Quella notte stessa e nelle notti successive, andando al Teatrino, un locale aperto fino a mattina, in cui andavano pippomani, prostitute, personaggi variopinti e baristi in cerca di un ultimo drink, avevo cominciato a scrivere.

Come allora, avevo scritto quella piccola silloge sotto la suggestione di Dan, oggi mi trovo a scrivere questo piccolo e modesto libro, per richiesta e sotto lo stimolo del mio decennale amico Oliviero.

Sono stati questi due amici, che mi sono stati accanto in tempi diversi, ma che hanno parlato veramente con me, a chiedermi di scrivere, sapendo che quello era il solo modo per salvarmi.

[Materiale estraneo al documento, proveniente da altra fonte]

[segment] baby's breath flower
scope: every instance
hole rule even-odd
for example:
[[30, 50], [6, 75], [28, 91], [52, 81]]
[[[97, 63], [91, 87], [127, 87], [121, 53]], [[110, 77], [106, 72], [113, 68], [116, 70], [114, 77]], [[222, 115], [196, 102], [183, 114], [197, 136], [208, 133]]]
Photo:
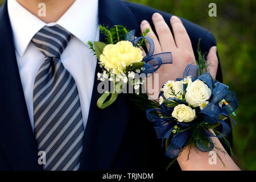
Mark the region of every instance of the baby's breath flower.
[[118, 78], [117, 76], [115, 77], [115, 81], [116, 82], [119, 82], [120, 81], [120, 78]]
[[134, 89], [138, 90], [139, 88], [139, 85], [134, 85]]
[[160, 105], [162, 104], [163, 101], [164, 101], [164, 99], [163, 98], [163, 97], [160, 96], [160, 97], [159, 97], [159, 104]]
[[136, 72], [137, 73], [141, 73], [141, 69], [137, 69], [135, 70], [135, 72]]
[[105, 79], [108, 79], [109, 78], [109, 76], [106, 73], [106, 72], [103, 73], [102, 75], [102, 77], [105, 78]]
[[188, 76], [187, 77], [183, 79], [183, 82], [186, 84], [188, 84], [188, 81], [191, 79], [191, 76]]
[[128, 78], [127, 78], [127, 77], [125, 77], [123, 79], [123, 81], [125, 84], [126, 84], [127, 82], [128, 81]]
[[126, 68], [126, 63], [125, 63], [125, 62], [122, 63], [122, 66], [123, 68]]
[[179, 93], [177, 96], [177, 99], [182, 99], [182, 94], [181, 93]]
[[100, 79], [101, 77], [101, 73], [97, 73], [97, 76]]
[[173, 85], [174, 82], [174, 80], [168, 80], [167, 82], [164, 84], [164, 88], [171, 88], [171, 87]]
[[134, 79], [135, 78], [135, 73], [134, 72], [130, 72], [128, 73], [128, 77], [132, 78], [133, 79]]
[[201, 104], [201, 105], [200, 105], [200, 109], [203, 110], [204, 107], [205, 107], [208, 104], [209, 104], [208, 101], [205, 101], [205, 102], [202, 102], [202, 104]]

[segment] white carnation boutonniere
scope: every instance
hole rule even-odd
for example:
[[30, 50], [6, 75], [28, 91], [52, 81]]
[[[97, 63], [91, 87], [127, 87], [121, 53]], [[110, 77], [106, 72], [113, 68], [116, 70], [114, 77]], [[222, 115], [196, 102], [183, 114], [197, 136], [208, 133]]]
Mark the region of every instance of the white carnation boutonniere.
[[[146, 37], [149, 29], [146, 30], [141, 34], [141, 37], [136, 39], [134, 30], [129, 31], [121, 25], [114, 26], [110, 29], [100, 26], [100, 31], [105, 35], [106, 42], [88, 42], [88, 45], [96, 55], [103, 72], [97, 73], [98, 80], [110, 81], [113, 84], [110, 85], [113, 85], [114, 88], [105, 90], [98, 100], [98, 107], [104, 109], [112, 104], [120, 93], [124, 93], [122, 90], [126, 88], [127, 84], [132, 85], [134, 92], [139, 94], [141, 86], [144, 82], [142, 78], [158, 69], [163, 60], [158, 61], [158, 64], [150, 65], [149, 60], [156, 57], [158, 57], [158, 60], [161, 60], [161, 57], [159, 57], [161, 55], [152, 55], [154, 42], [150, 38]], [[141, 47], [145, 45], [146, 40], [149, 42], [152, 51], [144, 57]], [[171, 63], [171, 53], [164, 53], [170, 55], [170, 60], [168, 61]], [[153, 56], [154, 57], [151, 57]], [[155, 63], [151, 63], [154, 62]], [[157, 68], [155, 68], [156, 65], [158, 65]], [[144, 73], [144, 76], [142, 76], [141, 73]], [[129, 89], [130, 92], [130, 88]], [[106, 101], [110, 94], [109, 100]]]

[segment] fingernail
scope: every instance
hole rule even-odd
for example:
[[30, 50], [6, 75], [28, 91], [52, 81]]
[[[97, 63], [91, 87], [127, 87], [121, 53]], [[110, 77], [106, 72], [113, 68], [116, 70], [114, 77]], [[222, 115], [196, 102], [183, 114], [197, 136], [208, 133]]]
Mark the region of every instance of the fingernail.
[[174, 16], [174, 15], [173, 15], [172, 16], [172, 19], [177, 19], [177, 16]]
[[153, 18], [156, 18], [160, 17], [160, 14], [159, 14], [158, 13], [155, 13], [153, 14]]
[[216, 46], [214, 46], [214, 49], [215, 52], [217, 53], [217, 47]]
[[145, 25], [146, 25], [146, 24], [147, 24], [147, 20], [143, 20], [143, 21], [141, 22], [141, 25], [142, 25], [142, 26], [145, 26]]

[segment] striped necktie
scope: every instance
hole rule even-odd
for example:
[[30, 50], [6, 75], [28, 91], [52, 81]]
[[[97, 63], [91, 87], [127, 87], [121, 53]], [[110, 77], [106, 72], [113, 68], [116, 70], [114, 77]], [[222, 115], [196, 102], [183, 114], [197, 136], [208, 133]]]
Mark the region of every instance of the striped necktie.
[[56, 24], [44, 27], [32, 39], [46, 56], [33, 93], [35, 134], [38, 150], [46, 154], [44, 170], [76, 171], [80, 166], [84, 126], [79, 96], [60, 60], [71, 36]]

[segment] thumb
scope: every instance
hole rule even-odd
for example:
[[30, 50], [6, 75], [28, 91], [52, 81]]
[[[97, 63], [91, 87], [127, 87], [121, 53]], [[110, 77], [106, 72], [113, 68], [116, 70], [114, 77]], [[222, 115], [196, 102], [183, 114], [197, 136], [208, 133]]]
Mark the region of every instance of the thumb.
[[217, 71], [218, 69], [218, 57], [217, 57], [217, 47], [213, 46], [209, 51], [209, 53], [207, 57], [207, 64], [209, 72], [213, 77], [216, 78]]

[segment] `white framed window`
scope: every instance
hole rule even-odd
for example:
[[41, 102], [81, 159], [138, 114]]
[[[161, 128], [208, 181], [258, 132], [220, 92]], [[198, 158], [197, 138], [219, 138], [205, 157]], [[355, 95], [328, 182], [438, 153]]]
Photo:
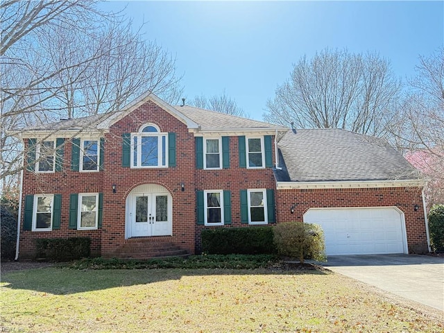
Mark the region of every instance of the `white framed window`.
[[248, 189], [248, 223], [267, 224], [266, 189]]
[[223, 190], [203, 191], [205, 225], [223, 225]]
[[99, 194], [78, 194], [78, 230], [97, 229], [99, 221]]
[[264, 137], [247, 137], [247, 168], [262, 169], [265, 167]]
[[203, 169], [222, 169], [222, 140], [221, 138], [204, 139]]
[[131, 135], [132, 168], [168, 166], [168, 133], [154, 124], [143, 126]]
[[36, 194], [34, 196], [33, 231], [51, 231], [53, 227], [54, 196]]
[[81, 171], [98, 171], [100, 163], [100, 141], [82, 139], [80, 141], [80, 170]]
[[54, 172], [56, 141], [42, 141], [37, 145], [35, 158], [37, 172]]

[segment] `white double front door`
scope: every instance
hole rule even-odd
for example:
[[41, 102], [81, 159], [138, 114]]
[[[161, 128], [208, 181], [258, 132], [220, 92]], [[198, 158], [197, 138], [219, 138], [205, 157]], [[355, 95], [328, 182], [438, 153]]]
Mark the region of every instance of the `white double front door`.
[[127, 238], [171, 235], [171, 196], [160, 185], [141, 185], [133, 190], [127, 198]]

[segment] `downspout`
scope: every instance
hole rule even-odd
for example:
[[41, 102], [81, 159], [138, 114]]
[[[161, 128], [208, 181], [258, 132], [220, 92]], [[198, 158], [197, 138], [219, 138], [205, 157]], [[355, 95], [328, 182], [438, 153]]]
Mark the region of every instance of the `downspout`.
[[[22, 140], [23, 142], [23, 140]], [[15, 244], [15, 258], [16, 262], [19, 259], [19, 246], [20, 245], [20, 221], [22, 220], [22, 196], [23, 194], [23, 171], [24, 167], [24, 155], [22, 160], [22, 171], [20, 171], [20, 190], [19, 191], [19, 214], [17, 218], [17, 241]]]
[[429, 252], [432, 252], [432, 249], [430, 248], [430, 234], [429, 234], [429, 221], [427, 221], [427, 211], [426, 210], [425, 205], [425, 196], [424, 196], [424, 190], [422, 192], [422, 210], [424, 210], [424, 220], [425, 221], [425, 234], [427, 237], [427, 248], [429, 248]]
[[279, 154], [278, 153], [278, 130], [275, 130], [275, 166], [278, 170], [282, 170], [282, 168], [279, 167]]

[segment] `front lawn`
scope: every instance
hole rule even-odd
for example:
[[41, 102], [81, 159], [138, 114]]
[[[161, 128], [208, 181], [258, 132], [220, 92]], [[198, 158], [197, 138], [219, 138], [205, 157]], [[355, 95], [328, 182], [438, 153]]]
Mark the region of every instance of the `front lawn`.
[[429, 332], [444, 323], [340, 275], [256, 268], [2, 274], [1, 332]]

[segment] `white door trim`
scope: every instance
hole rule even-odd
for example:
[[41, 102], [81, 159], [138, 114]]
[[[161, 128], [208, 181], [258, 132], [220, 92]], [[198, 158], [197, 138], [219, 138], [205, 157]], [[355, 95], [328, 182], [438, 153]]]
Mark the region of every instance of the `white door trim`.
[[[147, 225], [150, 229], [146, 234], [134, 234], [134, 224], [135, 219], [135, 201], [137, 196], [148, 196], [148, 205], [152, 204], [152, 209], [155, 210], [155, 198], [158, 196], [166, 196], [167, 198], [167, 221], [162, 225], [162, 229], [158, 227], [155, 221], [153, 221], [154, 225]], [[151, 214], [155, 216], [153, 212]], [[173, 198], [168, 190], [161, 185], [155, 184], [145, 184], [133, 189], [128, 195], [125, 204], [125, 239], [134, 237], [151, 237], [151, 236], [171, 236], [173, 232]]]

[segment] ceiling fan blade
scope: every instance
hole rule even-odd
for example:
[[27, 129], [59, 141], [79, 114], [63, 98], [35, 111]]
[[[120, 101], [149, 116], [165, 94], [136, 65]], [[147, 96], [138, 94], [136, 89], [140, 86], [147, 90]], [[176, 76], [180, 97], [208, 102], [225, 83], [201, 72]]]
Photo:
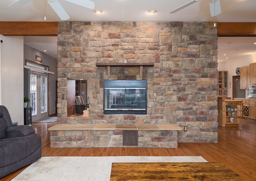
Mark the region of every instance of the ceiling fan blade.
[[70, 18], [68, 14], [57, 0], [48, 0], [47, 2], [61, 20], [67, 20]]
[[191, 1], [190, 1], [186, 3], [186, 4], [183, 4], [183, 5], [179, 7], [178, 8], [177, 8], [176, 9], [172, 10], [172, 11], [169, 12], [169, 13], [174, 13], [177, 11], [179, 11], [180, 10], [182, 10], [184, 8], [187, 7], [192, 4], [194, 3], [195, 2], [196, 2], [198, 1], [199, 1], [200, 0], [192, 0]]
[[211, 16], [217, 16], [221, 13], [220, 1], [220, 0], [210, 0], [209, 4], [211, 12]]
[[94, 8], [95, 5], [94, 2], [92, 1], [89, 1], [89, 0], [65, 0], [66, 1], [72, 2], [76, 4], [81, 6], [82, 6], [85, 7], [86, 8], [88, 8], [91, 10], [93, 10]]
[[8, 7], [12, 8], [19, 8], [24, 4], [29, 2], [32, 0], [18, 0], [8, 5]]

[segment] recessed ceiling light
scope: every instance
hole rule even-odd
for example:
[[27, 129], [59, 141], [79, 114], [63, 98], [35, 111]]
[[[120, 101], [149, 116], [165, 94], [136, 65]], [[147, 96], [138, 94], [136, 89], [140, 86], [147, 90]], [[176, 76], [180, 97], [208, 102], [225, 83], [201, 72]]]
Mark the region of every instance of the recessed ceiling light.
[[154, 14], [156, 12], [156, 10], [149, 10], [148, 12], [151, 14]]
[[102, 12], [102, 10], [94, 10], [93, 11], [97, 14], [100, 14]]

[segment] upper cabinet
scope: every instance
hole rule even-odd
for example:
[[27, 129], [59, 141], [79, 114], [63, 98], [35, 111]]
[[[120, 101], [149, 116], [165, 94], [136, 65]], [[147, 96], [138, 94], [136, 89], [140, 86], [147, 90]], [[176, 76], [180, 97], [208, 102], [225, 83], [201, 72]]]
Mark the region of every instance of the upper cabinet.
[[227, 96], [228, 71], [218, 71], [218, 95]]
[[250, 84], [256, 84], [256, 62], [250, 64]]
[[250, 67], [245, 66], [240, 68], [240, 89], [249, 89], [250, 84]]

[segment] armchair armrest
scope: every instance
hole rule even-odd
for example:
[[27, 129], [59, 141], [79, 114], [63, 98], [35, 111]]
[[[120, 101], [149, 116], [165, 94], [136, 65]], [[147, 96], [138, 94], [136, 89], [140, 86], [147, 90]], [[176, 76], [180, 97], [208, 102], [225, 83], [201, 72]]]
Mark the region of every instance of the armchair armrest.
[[6, 130], [6, 137], [8, 138], [22, 137], [35, 132], [33, 128], [27, 125], [11, 126]]

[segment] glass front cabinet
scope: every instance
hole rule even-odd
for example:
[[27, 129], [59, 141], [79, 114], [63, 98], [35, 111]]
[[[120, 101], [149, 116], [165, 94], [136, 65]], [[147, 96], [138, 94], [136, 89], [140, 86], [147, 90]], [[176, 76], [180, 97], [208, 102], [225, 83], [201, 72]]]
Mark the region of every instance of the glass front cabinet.
[[228, 96], [228, 71], [218, 72], [218, 91], [219, 96]]

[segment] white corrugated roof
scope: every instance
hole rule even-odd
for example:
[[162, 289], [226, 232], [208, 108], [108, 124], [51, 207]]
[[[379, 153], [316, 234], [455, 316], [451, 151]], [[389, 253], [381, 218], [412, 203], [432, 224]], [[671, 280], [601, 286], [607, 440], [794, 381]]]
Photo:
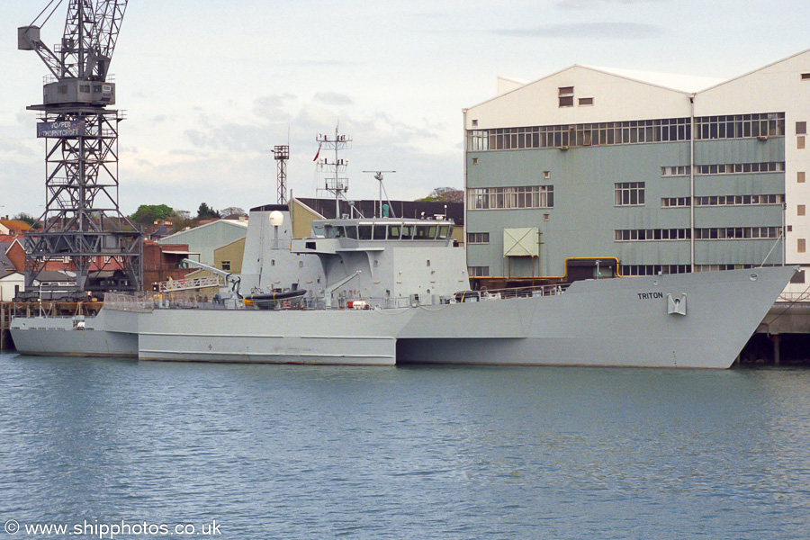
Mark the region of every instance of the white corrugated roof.
[[617, 75], [626, 78], [649, 83], [656, 86], [663, 86], [681, 92], [699, 92], [710, 86], [719, 85], [725, 81], [724, 78], [715, 76], [698, 76], [695, 75], [681, 75], [676, 73], [657, 73], [655, 71], [639, 71], [635, 69], [622, 69], [617, 68], [603, 68], [600, 66], [583, 66], [605, 73]]

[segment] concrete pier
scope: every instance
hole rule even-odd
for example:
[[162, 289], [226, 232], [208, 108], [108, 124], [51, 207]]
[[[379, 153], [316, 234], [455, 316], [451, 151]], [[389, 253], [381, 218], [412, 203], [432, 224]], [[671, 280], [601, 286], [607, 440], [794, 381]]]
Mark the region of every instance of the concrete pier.
[[740, 353], [741, 365], [810, 365], [810, 302], [777, 302]]

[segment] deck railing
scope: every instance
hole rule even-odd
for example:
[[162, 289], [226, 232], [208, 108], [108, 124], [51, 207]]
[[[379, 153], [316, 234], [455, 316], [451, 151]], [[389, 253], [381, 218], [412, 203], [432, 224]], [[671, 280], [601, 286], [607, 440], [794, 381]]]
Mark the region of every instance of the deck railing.
[[104, 295], [104, 309], [148, 313], [155, 309], [155, 300], [151, 295], [143, 292], [138, 294], [107, 292]]

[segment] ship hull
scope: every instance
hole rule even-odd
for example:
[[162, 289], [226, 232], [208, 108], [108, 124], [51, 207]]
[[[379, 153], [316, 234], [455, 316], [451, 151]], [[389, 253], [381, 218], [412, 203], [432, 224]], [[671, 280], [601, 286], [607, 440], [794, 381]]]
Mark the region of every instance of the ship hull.
[[727, 368], [794, 272], [577, 282], [558, 295], [392, 310], [104, 308], [92, 330], [22, 318], [11, 332], [25, 354], [140, 360]]

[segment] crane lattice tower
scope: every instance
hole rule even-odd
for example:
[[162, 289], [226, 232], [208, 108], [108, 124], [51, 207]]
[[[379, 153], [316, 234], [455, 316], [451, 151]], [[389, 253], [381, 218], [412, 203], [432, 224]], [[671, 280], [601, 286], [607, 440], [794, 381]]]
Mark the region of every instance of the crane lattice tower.
[[[69, 0], [65, 32], [53, 50], [35, 24], [48, 7], [18, 30], [18, 49], [36, 51], [50, 71], [42, 104], [28, 107], [40, 112], [37, 137], [45, 139], [46, 147], [42, 228], [25, 235], [30, 296], [45, 292], [50, 298], [81, 299], [140, 289], [142, 235], [118, 202], [118, 124], [123, 116], [107, 108], [115, 104], [115, 85], [107, 78], [126, 6], [126, 0]], [[54, 260], [69, 263], [75, 283], [37, 287]]]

Li ringrazio per questo, sapendo bene che entrambe le opere non saranno certo all’altezza di tali immeritate aspettative.

Non è dunque per sedurre o molestare il distratto mondo delle lettere che ho scritto queste due opere, ma per rendere omaggio alla comunanza letteraria che, talvolta, può rendere l’amicizia veramente profonda e capace di sfidare il tempo.

Se un auspicio posso avere, è solo quello che la scrittura di questo romanzo rappresenti “simbolicamente” la fine di questa mia traversata nel deserto, cominciata allora con la scritture di quelle poesie.

In questo tempo, che avanza angosciosamente verso il baratro, solo un fruscìo d’ali d’angelo mi potrà salvare.”